Über das Symbol des Götterboten schrieb sie ihren Namen, Daniels darunter. Unter Daniels Namen schrieb sie `Morax´, den Namen eines Dämons. Um Daniels und `Morax´ Namen herum zeichnete sie ein Pentagramm. In einem Mörser mischte sie Aztekensalbei, den ihr ein weiteres Mitglied ihres Hexenzirkels, aus Österreich besorgt hatte, mit Weihrauch und Kohlepulver. Sie füllte das Gemisch in eine kleine Feuerschale, nahm die Schale, Schwarzpulver, Streichhölzer und einen langen Glimmspan und ging in den Garten. Dort wuchs ein alter Buchsbaum, der sicher schon viel länger hier stand, als ihr Haus. An dessen Wurzel angekommen, zog Iris Schuhe und Socken aus, um Kontakt mit der Erde herzustellen. Sie sprach ein kurzes Gebet an Mutter Natur, ihr beim folgenden Zauber beizustehen, und entzündete den Glimmspan. Während sie mit diesem das Räucherwerk entzündete, begann sie die Beschwörung.

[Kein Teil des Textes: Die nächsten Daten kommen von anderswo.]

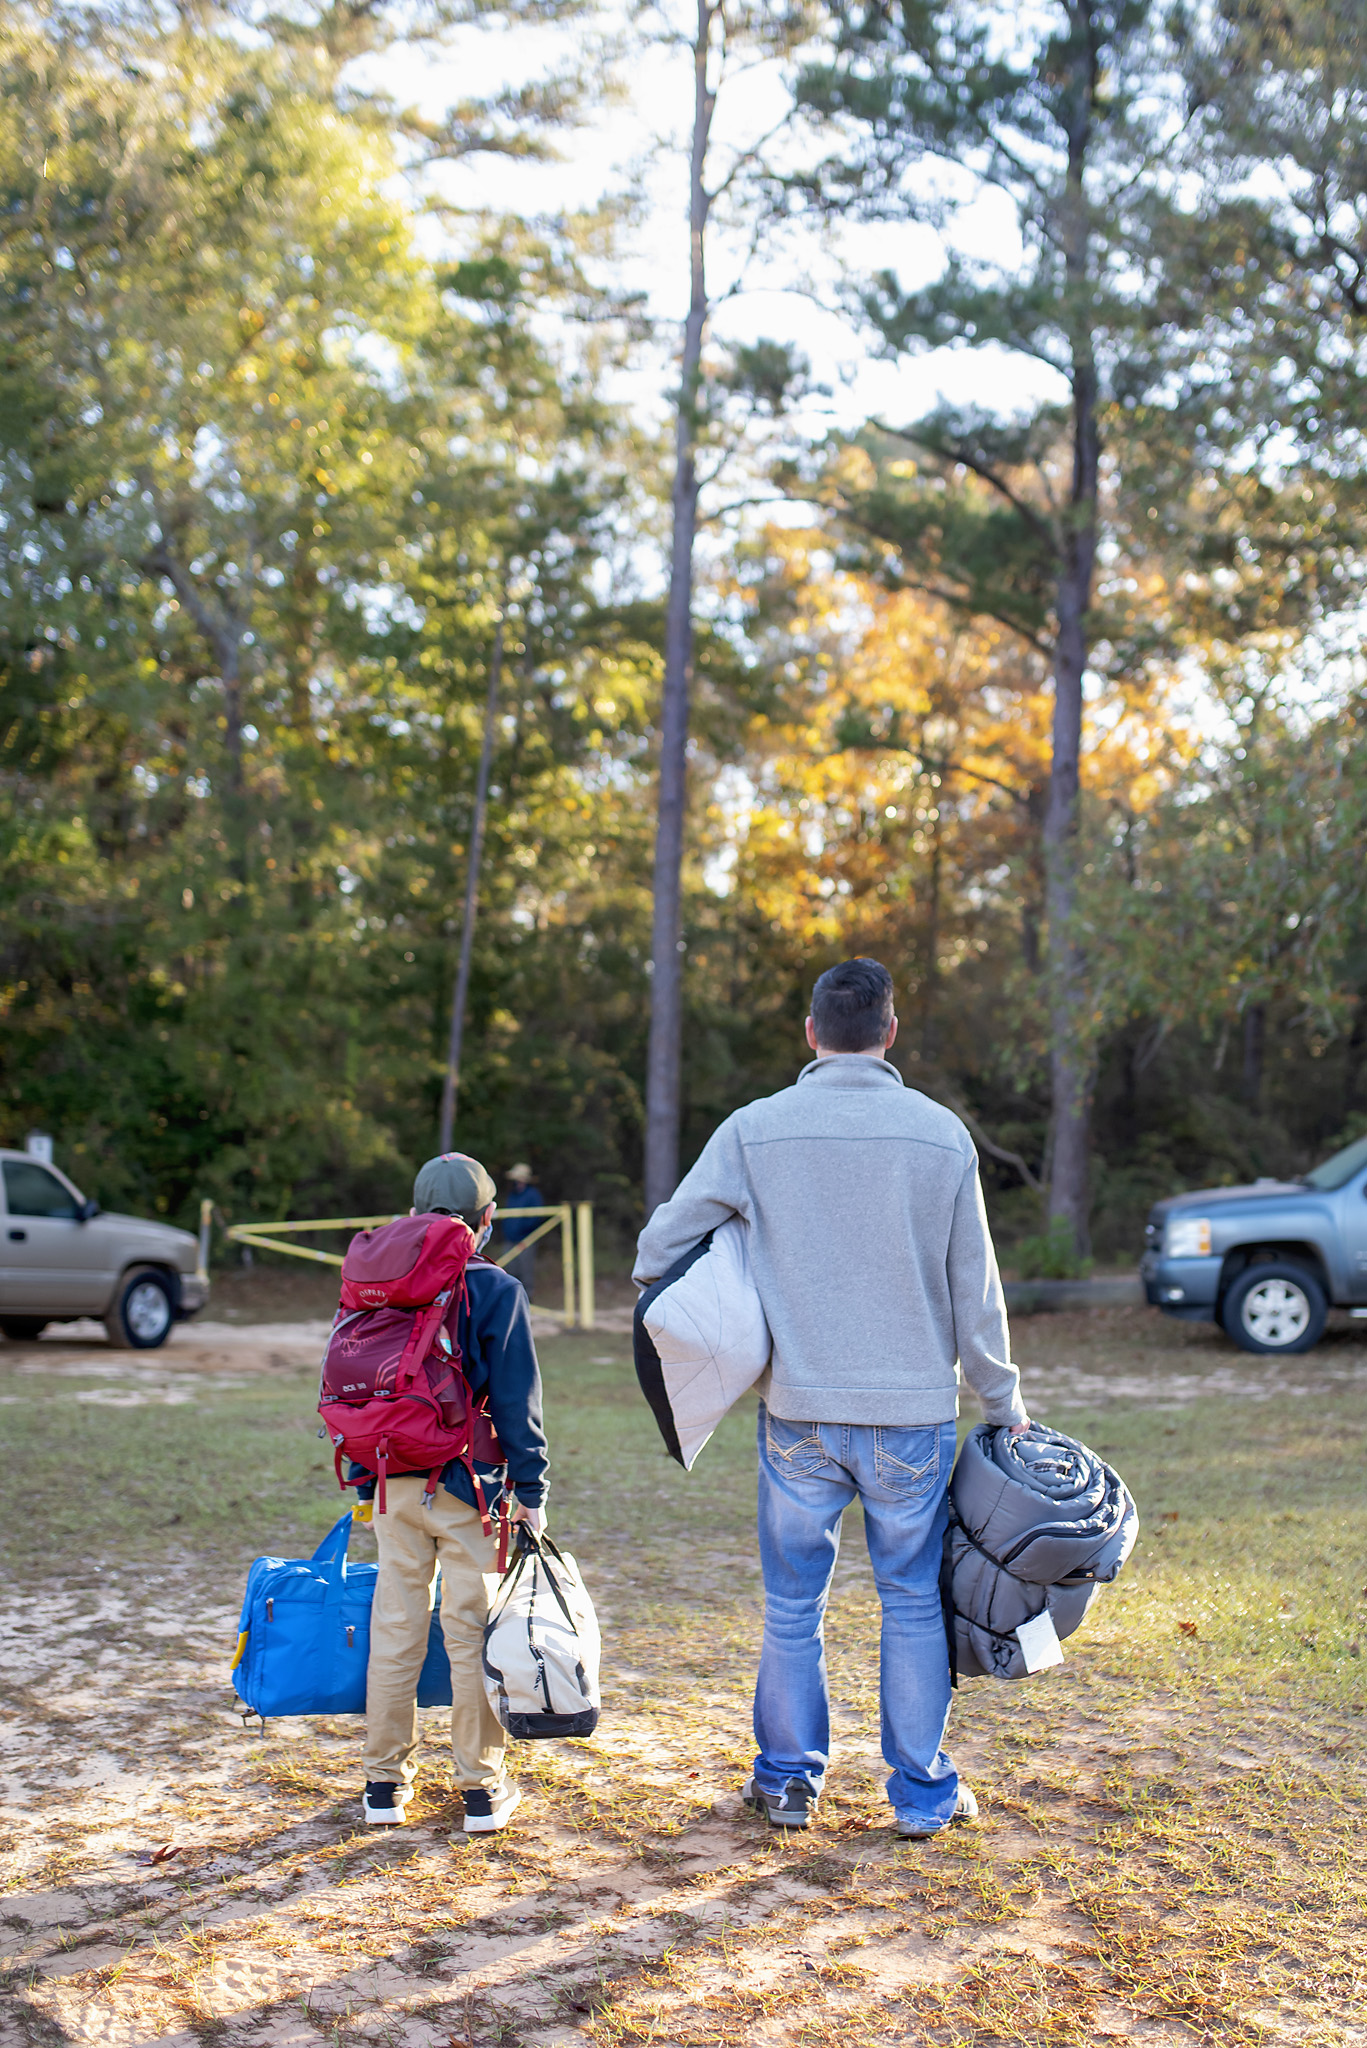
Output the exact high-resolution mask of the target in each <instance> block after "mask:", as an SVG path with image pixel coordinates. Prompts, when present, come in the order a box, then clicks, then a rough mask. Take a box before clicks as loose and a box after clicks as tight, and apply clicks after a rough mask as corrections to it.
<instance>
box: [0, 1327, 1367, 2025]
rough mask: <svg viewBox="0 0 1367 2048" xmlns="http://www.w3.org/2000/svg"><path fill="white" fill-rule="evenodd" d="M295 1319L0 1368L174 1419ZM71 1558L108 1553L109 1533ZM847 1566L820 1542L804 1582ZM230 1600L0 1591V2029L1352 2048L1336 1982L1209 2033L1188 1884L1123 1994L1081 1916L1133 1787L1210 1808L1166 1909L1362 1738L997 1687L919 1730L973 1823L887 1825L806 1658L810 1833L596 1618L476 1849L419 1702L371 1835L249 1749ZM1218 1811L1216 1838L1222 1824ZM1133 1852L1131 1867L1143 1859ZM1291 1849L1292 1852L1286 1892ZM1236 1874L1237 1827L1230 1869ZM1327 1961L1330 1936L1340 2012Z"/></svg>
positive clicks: (852, 1724)
mask: <svg viewBox="0 0 1367 2048" xmlns="http://www.w3.org/2000/svg"><path fill="white" fill-rule="evenodd" d="M324 1327H326V1325H322V1323H320V1325H312V1323H281V1325H258V1327H234V1325H213V1323H203V1325H197V1327H184V1329H178V1331H176V1335H174V1341H172V1343H170V1346H168V1348H166V1350H164V1352H158V1354H152V1356H143V1358H137V1356H129V1354H113V1352H107V1350H105V1348H102V1343H100V1341H96V1335H98V1325H92V1329H90V1333H86V1331H82V1329H68V1331H64V1333H53V1335H49V1337H47V1339H43V1343H41V1346H35V1348H33V1354H31V1356H27V1358H25V1360H23V1362H20V1364H18V1368H16V1370H18V1372H20V1374H23V1372H35V1374H43V1376H49V1378H61V1376H64V1374H70V1376H72V1378H82V1380H90V1378H92V1376H94V1378H98V1384H96V1386H94V1389H90V1386H84V1389H80V1391H74V1395H72V1399H80V1401H94V1403H113V1405H158V1403H184V1401H195V1399H197V1397H199V1393H201V1391H203V1389H205V1386H213V1384H244V1382H246V1380H248V1378H250V1376H252V1374H256V1372H262V1370H273V1368H277V1370H279V1368H281V1366H285V1364H295V1362H312V1360H314V1358H316V1356H318V1350H320V1343H322V1335H324ZM551 1327H553V1325H551ZM1359 1352H1361V1348H1357V1346H1355V1348H1353V1350H1351V1352H1344V1354H1336V1356H1330V1354H1324V1356H1312V1358H1308V1360H1295V1362H1285V1364H1283V1366H1281V1368H1279V1372H1277V1380H1275V1386H1277V1391H1279V1393H1303V1395H1308V1397H1310V1395H1316V1393H1320V1395H1322V1393H1326V1389H1328V1386H1332V1384H1334V1376H1347V1374H1359V1372H1361V1370H1363V1362H1361V1356H1359ZM1033 1384H1035V1386H1037V1389H1039V1395H1037V1399H1041V1397H1043V1395H1045V1393H1047V1397H1049V1401H1051V1405H1053V1407H1066V1405H1070V1403H1076V1405H1094V1403H1096V1399H1099V1397H1101V1395H1111V1397H1123V1395H1125V1391H1127V1389H1125V1384H1123V1382H1121V1380H1111V1382H1109V1384H1103V1386H1099V1384H1094V1374H1090V1376H1088V1374H1086V1372H1082V1370H1078V1366H1076V1364H1070V1360H1068V1356H1060V1358H1058V1360H1055V1362H1053V1364H1045V1366H1043V1368H1037V1374H1035V1382H1033ZM1269 1384H1271V1380H1269V1372H1267V1368H1265V1366H1262V1364H1260V1362H1256V1360H1240V1358H1238V1356H1234V1354H1213V1358H1211V1360H1207V1362H1203V1364H1201V1366H1195V1368H1193V1366H1189V1364H1187V1362H1185V1360H1180V1358H1176V1360H1174V1366H1172V1372H1170V1374H1166V1376H1162V1378H1160V1382H1154V1376H1148V1378H1146V1382H1144V1389H1142V1391H1144V1395H1146V1397H1148V1399H1150V1401H1156V1403H1160V1405H1172V1407H1180V1405H1183V1403H1187V1401H1191V1399H1193V1397H1195V1393H1213V1391H1219V1393H1228V1395H1236V1397H1242V1399H1260V1397H1265V1395H1267V1391H1269ZM105 1546H107V1548H109V1550H111V1552H113V1550H115V1548H117V1532H105ZM848 1575H859V1567H857V1565H851V1567H848ZM848 1575H846V1567H844V1565H842V1569H840V1583H842V1585H844V1583H846V1579H848ZM738 1585H740V1587H742V1589H744V1587H752V1585H754V1559H752V1556H748V1554H730V1552H723V1550H715V1552H713V1550H703V1552H701V1554H699V1559H697V1571H695V1587H697V1602H699V1616H705V1612H707V1602H709V1589H713V1591H715V1597H717V1604H721V1589H723V1587H726V1589H728V1595H734V1591H736V1587H738ZM238 1591H240V1589H238V1587H236V1585H234V1587H217V1589H215V1587H209V1585H205V1583H203V1577H201V1575H197V1573H195V1571H193V1569H189V1567H187V1569H184V1571H176V1569H168V1571H162V1573H156V1575H152V1577H150V1579H148V1577H139V1579H137V1581H131V1579H129V1577H127V1575H121V1573H119V1571H117V1569H113V1567H105V1563H100V1561H94V1559H92V1561H86V1567H84V1569H82V1571H74V1573H72V1575H70V1581H68V1583H64V1585H57V1587H49V1589H45V1591H43V1593H41V1595H39V1597H27V1595H23V1593H20V1591H18V1589H12V1587H10V1589H8V1591H6V1593H4V1597H2V1599H0V1665H2V1673H4V1694H6V1706H4V1716H2V1720H0V1794H2V1796H0V1851H4V1872H6V1878H4V1882H6V1884H8V1888H6V1890H4V1892H2V1894H0V1970H2V1972H4V1974H2V1976H0V2044H4V2048H10V2044H14V2048H18V2044H25V2048H55V2044H57V2042H78V2044H102V2048H137V2044H143V2042H160V2044H174V2048H180V2044H184V2048H191V2044H205V2048H209V2044H219V2042H221V2044H232V2048H266V2044H279V2048H324V2044H330V2048H342V2044H344V2042H348V2040H357V2042H361V2040H365V2042H381V2040H383V2042H387V2044H391V2048H400V2044H412V2048H484V2044H498V2048H514V2044H519V2042H529V2044H545V2048H551V2044H570V2042H574V2044H584V2042H586V2040H592V2042H598V2044H617V2042H621V2044H625V2042H637V2040H639V2042H646V2040H658V2042H662V2044H666V2042H678V2044H699V2048H703V2044H719V2042H756V2044H764V2042H832V2044H834V2042H836V2040H838V2042H842V2044H844V2042H848V2044H853V2042H861V2040H902V2042H930V2040H935V2042H941V2040H943V2042H996V2040H1002V2042H1006V2040H1012V2042H1045V2040H1049V2042H1062V2044H1076V2048H1088V2044H1092V2042H1109V2040H1135V2042H1146V2044H1154V2048H1168V2044H1178V2042H1180V2044H1185V2042H1195V2040H1230V2042H1252V2040H1256V2038H1260V2040H1267V2042H1277V2044H1281V2042H1287V2044H1291V2042H1297V2044H1299V2042H1308V2044H1330V2042H1334V2044H1344V2048H1347V2044H1367V2019H1363V2007H1361V2005H1357V1991H1353V1989H1351V1987H1349V1989H1344V1985H1349V1980H1347V1978H1342V1980H1334V1982H1328V1985H1324V1987H1322V1989H1320V1991H1318V1993H1316V1995H1314V1997H1308V1999H1297V1997H1291V1999H1287V1995H1285V1987H1283V1985H1281V1982H1273V1980H1269V1993H1267V1999H1262V2001H1260V2003H1258V1999H1256V1997H1254V2003H1252V2007H1250V2005H1248V2001H1246V1999H1244V2001H1242V2005H1240V2013H1242V2017H1238V2019H1236V2017H1234V2007H1232V2005H1230V2001H1228V1997H1226V1993H1224V1991H1221V1985H1224V1978H1221V1968H1226V1962H1224V1960H1221V1944H1224V1942H1226V1933H1228V1929H1226V1919H1221V1915H1226V1917H1228V1907H1226V1905H1219V1911H1215V1915H1213V1917H1211V1913H1207V1919H1205V1921H1203V1923H1201V1925H1205V1927H1207V1933H1201V1937H1199V1948H1201V1954H1203V1956H1209V1968H1205V1974H1201V1968H1197V1966H1195V1964H1193V1962H1191V1960H1189V1952H1187V1944H1183V1954H1180V1956H1178V1954H1176V1948H1174V1960H1172V1968H1170V1970H1168V1974H1166V1976H1164V1972H1162V1968H1160V1966H1158V1964H1154V1968H1156V1970H1158V1974H1156V1976H1152V1972H1150V1976H1152V1980H1150V1978H1146V1985H1148V1989H1142V1991H1133V1982H1131V1980H1133V1970H1129V1974H1127V1970H1125V1968H1121V1966H1119V1964H1115V1954H1117V1950H1115V1939H1117V1935H1115V1927H1137V1929H1142V1931H1146V1939H1150V1946H1154V1944H1158V1946H1156V1954H1160V1952H1162V1925H1164V1919H1162V1915H1164V1911H1166V1909H1164V1907H1162V1901H1160V1905H1158V1907H1154V1905H1146V1903H1144V1901H1137V1903H1135V1901H1133V1898H1131V1896H1129V1892H1125V1882H1123V1872H1117V1868H1115V1866H1117V1860H1115V1829H1117V1827H1121V1821H1119V1819H1117V1817H1119V1815H1127V1817H1129V1819H1125V1823H1123V1825H1125V1827H1133V1812H1135V1806H1133V1784H1135V1782H1144V1784H1148V1786H1154V1784H1158V1786H1164V1784H1168V1780H1172V1778H1178V1776H1183V1774H1187V1776H1189V1778H1191V1782H1193V1786H1195V1784H1197V1782H1199V1784H1201V1786H1203V1788H1205V1790H1203V1792H1201V1798H1207V1794H1209V1798H1207V1804H1205V1806H1201V1804H1199V1802H1197V1806H1195V1808H1193V1810H1191V1817H1189V1821H1187V1825H1185V1831H1183V1837H1180V1853H1183V1855H1185V1858H1187V1878H1185V1880H1183V1884H1185V1896H1187V1894H1191V1896H1189V1898H1187V1903H1189V1907H1191V1911H1193V1913H1197V1917H1199V1915H1201V1913H1203V1911H1205V1907H1201V1905H1199V1892H1201V1882H1203V1872H1207V1870H1209V1868H1213V1864H1211V1860H1215V1862H1217V1860H1219V1855H1224V1853H1228V1823H1230V1815H1238V1812H1244V1815H1248V1812H1254V1815H1256V1812H1258V1810H1260V1812H1265V1815H1271V1812H1273V1806H1275V1796H1273V1792H1269V1790H1267V1786H1269V1784H1275V1778H1277V1772H1281V1774H1283V1780H1285V1776H1287V1772H1291V1769H1295V1772H1301V1776H1303V1774H1306V1772H1310V1774H1312V1780H1314V1784H1316V1786H1322V1788H1332V1784H1334V1776H1336V1772H1338V1767H1340V1759H1342V1755H1344V1751H1347V1747H1349V1745H1359V1751H1361V1722H1353V1724H1342V1726H1338V1724H1334V1722H1332V1720H1330V1722H1324V1724H1320V1726H1316V1731H1301V1729H1289V1726H1285V1724H1279V1722H1273V1720H1269V1718H1267V1716H1258V1714H1248V1716H1244V1720H1240V1716H1238V1712H1236V1714H1234V1716H1232V1718H1230V1716H1226V1718H1224V1720H1221V1722H1219V1726H1213V1724H1207V1722H1205V1720H1203V1718H1201V1714H1199V1712H1197V1710H1193V1708H1191V1706H1180V1704H1170V1706H1164V1704H1158V1706H1146V1708H1142V1710H1137V1712H1133V1714H1129V1716H1127V1718H1125V1716H1123V1714H1117V1716H1115V1718H1113V1720H1111V1722H1109V1724H1107V1718H1105V1716H1103V1712H1099V1706H1096V1700H1094V1698H1088V1694H1086V1690H1082V1692H1080V1694H1076V1698H1074V1702H1072V1708H1070V1712H1068V1714H1058V1712H1055V1714H1053V1716H1049V1714H1037V1712H1035V1714H1031V1712H1027V1710H1025V1708H1023V1712H1021V1714H1017V1718H1014V1720H1010V1716H1008V1714H1006V1708H1004V1706H1002V1690H1000V1688H996V1692H982V1690H976V1692H971V1694H967V1696H963V1700H961V1704H959V1708H957V1722H955V1724H957V1735H955V1751H957V1757H959V1763H961V1767H963V1769H965V1772H967V1774H969V1778H974V1782H978V1784H980V1788H982V1796H984V1827H982V1829H980V1831H953V1833H951V1835H947V1837H943V1839H941V1841H937V1843H933V1845H926V1847H920V1845H908V1843H898V1839H896V1835H894V1833H892V1829H889V1825H887V1819H889V1817H887V1806H885V1804H883V1800H881V1776H883V1769H881V1763H879V1757H877V1739H875V1718H873V1714H871V1704H873V1702H871V1692H869V1683H867V1673H865V1679H863V1690H861V1686H857V1683H855V1681H853V1679H851V1681H848V1683H844V1679H840V1645H838V1642H836V1647H834V1651H832V1659H834V1665H836V1675H838V1679H840V1683H838V1686H836V1696H838V1698H844V1702H846V1704H844V1706H840V1708H838V1739H840V1772H838V1778H836V1780H834V1792H832V1794H830V1796H828V1798H826V1800H824V1808H822V1825H820V1829H816V1831H814V1833H812V1835H805V1837H793V1839H787V1837H779V1835H773V1833H769V1831H764V1827H762V1825H760V1821H758V1819H756V1817H752V1815H750V1812H746V1810H744V1808H742V1804H740V1796H738V1786H740V1778H742V1772H744V1767H746V1765H748V1757H750V1749H748V1710H746V1686H744V1677H746V1673H744V1671H742V1673H740V1679H738V1681H736V1683H730V1686H726V1683H723V1686H721V1688H715V1686H711V1690H709V1681H707V1677H705V1675H703V1677H701V1679H699V1675H697V1671H693V1673H691V1671H689V1667H687V1657H685V1665H682V1669H680V1677H678V1686H676V1698H668V1694H666V1696H664V1698H662V1696H660V1694H658V1692H654V1690H652V1686H656V1683H658V1671H656V1677H654V1679H650V1673H641V1671H639V1669H635V1667H633V1665H631V1663H629V1661H627V1655H629V1647H631V1638H629V1628H625V1626H623V1630H619V1632H617V1636H619V1642H623V1645H625V1649H627V1655H623V1651H621V1649H617V1651H611V1653H609V1663H607V1671H605V1700H607V1706H609V1710H607V1712H605V1720H603V1729H600V1733H598V1735H596V1737H594V1739H592V1741H590V1743H580V1745H562V1743H553V1745H523V1749H521V1753H519V1757H516V1763H519V1769H521V1780H523V1786H525V1806H523V1812H521V1815H519V1823H516V1827H514V1829H512V1831H510V1833H508V1835H504V1837H494V1839H488V1841H471V1839H467V1837H463V1835H461V1833H459V1804H457V1800H455V1798H453V1794H451V1792H449V1784H447V1782H445V1776H443V1765H441V1720H443V1716H441V1712H432V1714H428V1716H426V1724H428V1741H430V1757H432V1767H430V1769H428V1774H426V1786H424V1794H422V1798H420V1800H418V1804H416V1808H414V1825H412V1827H406V1829H402V1831H391V1833H385V1835H379V1831H373V1829H371V1831H365V1829H361V1827H359V1825H357V1821H359V1815H357V1798H355V1788H357V1753H359V1743H357V1724H355V1722H338V1724H330V1722H316V1720H293V1722H273V1724H271V1729H268V1731H266V1741H262V1737H260V1731H258V1729H256V1724H250V1726H248V1724H244V1720H242V1716H240V1714H238V1712H236V1710H234V1694H232V1688H230V1683H227V1653H230V1647H232V1640H234V1636H236V1622H238ZM594 1591H600V1595H603V1616H605V1622H609V1638H611V1636H613V1634H615V1630H613V1622H615V1620H619V1618H621V1620H623V1624H625V1622H629V1618H631V1616H629V1604H631V1587H629V1581H627V1579H625V1577H623V1575H621V1573H607V1571H605V1573H603V1583H600V1585H594ZM865 1597H867V1595H865ZM836 1604H838V1602H836ZM752 1612H754V1610H752ZM699 1616H695V1618H693V1626H699ZM648 1679H650V1683H648ZM1004 1716H1006V1718H1004ZM1269 1774H1271V1778H1269ZM1119 1780H1123V1784H1125V1786H1129V1788H1131V1790H1129V1792H1125V1794H1123V1796H1121V1794H1119V1792H1117V1784H1119ZM1168 1792H1172V1786H1170V1784H1168ZM1324 1798H1326V1800H1328V1798H1330V1790H1324ZM1240 1800H1244V1802H1246V1804H1244V1806H1240ZM1248 1802H1252V1804H1248ZM1326 1810H1328V1808H1326ZM1211 1817H1215V1819H1211ZM1109 1831H1111V1833H1109ZM1244 1833H1248V1837H1250V1841H1252V1837H1256V1835H1258V1829H1256V1827H1244ZM377 1835H379V1839H377ZM1144 1839H1148V1837H1144ZM1135 1841H1140V1847H1137V1849H1133V1851H1131V1855H1133V1870H1140V1866H1142V1864H1144V1858H1146V1855H1148V1853H1150V1849H1146V1847H1144V1841H1142V1839H1140V1837H1135ZM1164 1841H1166V1837H1164ZM1152 1853H1154V1855H1156V1858H1162V1855H1166V1853H1170V1843H1168V1845H1160V1847H1158V1849H1154V1851H1152ZM1281 1853H1283V1845H1281V1843H1271V1845H1269V1847H1267V1855H1269V1858H1271V1855H1277V1858H1281ZM1312 1866H1314V1855H1312V1858H1310V1860H1308V1862H1306V1878H1303V1894H1306V1896H1308V1898H1312V1896H1314V1870H1312ZM1154 1868H1156V1866H1154ZM1258 1868H1260V1866H1258V1845H1256V1841H1252V1849H1250V1862H1248V1874H1246V1882H1248V1886H1252V1888H1256V1884H1258V1882H1260V1880H1258ZM1262 1868H1265V1870H1267V1872H1269V1874H1271V1872H1273V1864H1271V1862H1267V1864H1265V1866H1262ZM1240 1882H1242V1880H1240ZM1267 1882H1271V1876H1269V1878H1267ZM1160 1890H1162V1888H1160ZM1226 1890H1228V1888H1226ZM1236 1890H1238V1888H1236ZM1162 1896H1166V1898H1170V1896H1172V1894H1170V1890H1168V1892H1162ZM1125 1915H1129V1919H1125ZM1191 1925H1197V1923H1195V1921H1193V1923H1191ZM1191 1925H1189V1927H1187V1935H1189V1933H1191ZM1359 1925H1361V1921H1359ZM1209 1929H1215V1931H1209ZM1107 1944H1111V1946H1107ZM1365 1956H1367V1948H1359V1952H1357V1958H1353V1956H1349V1958H1347V1960H1344V1970H1351V1972H1357V1974H1355V1976H1353V1980H1351V1982H1353V1985H1357V1987H1361V1991H1363V1999H1367V1978H1363V1960H1365ZM1107 1958H1109V1960H1107ZM1185 1958H1187V1960H1185ZM1121 1960H1123V1958H1121ZM1117 1987H1119V1989H1117ZM1125 1987H1129V1989H1125ZM1154 1987H1158V1989H1154ZM1316 1997H1318V2001H1320V2011H1318V2017H1316ZM1250 2015H1252V2017H1250Z"/></svg>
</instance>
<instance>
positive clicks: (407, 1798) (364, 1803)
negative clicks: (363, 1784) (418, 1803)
mask: <svg viewBox="0 0 1367 2048" xmlns="http://www.w3.org/2000/svg"><path fill="white" fill-rule="evenodd" d="M410 1798H412V1790H410V1788H408V1786H396V1784H389V1780H387V1778H385V1780H377V1782H375V1784H367V1788H365V1798H363V1800H361V1810H363V1815H365V1819H367V1821H369V1825H371V1827H398V1825H400V1823H402V1819H404V1804H406V1802H408V1800H410Z"/></svg>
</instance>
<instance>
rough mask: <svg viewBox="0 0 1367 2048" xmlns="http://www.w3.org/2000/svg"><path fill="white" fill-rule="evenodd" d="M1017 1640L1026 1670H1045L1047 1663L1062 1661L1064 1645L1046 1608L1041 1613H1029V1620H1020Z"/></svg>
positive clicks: (1046, 1608) (1048, 1666)
mask: <svg viewBox="0 0 1367 2048" xmlns="http://www.w3.org/2000/svg"><path fill="white" fill-rule="evenodd" d="M1017 1642H1019V1645H1021V1655H1023V1657H1025V1669H1027V1671H1047V1669H1049V1665H1053V1663H1062V1661H1064V1645H1062V1642H1060V1638H1058V1628H1055V1626H1053V1616H1051V1614H1049V1610H1047V1608H1045V1610H1043V1612H1041V1614H1031V1618H1029V1622H1021V1626H1019V1628H1017Z"/></svg>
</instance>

„Sator arepo tenet opera rotas. Hermes, Gott der Redekunst, nimm dieses Opfer an. Gib mir die Fähigkeit, Daniel von meinem Vorhaben zu überzeugen. Morax, Graf der Hölle, nimm mein Opfer an. Öffne Daniels Geist, um ihn das Unbegreifliche begreifen zu lassen. Sator arepo tenet opera rotas.“
Dann legte sie das Foto mit dem Bild nach unten auf das schwelende Räucherwerk, streute einen kleinen Kegel Schwarzpulver darauf und wiederholte die Beschwörung, bis die Glut sich durch das Papier gefressen und das Schwarzpulver in einem hellen Blitz entzündet hatte. Dann löschte sie die Glut mit Erde und ging schweigend zurück ins Haus.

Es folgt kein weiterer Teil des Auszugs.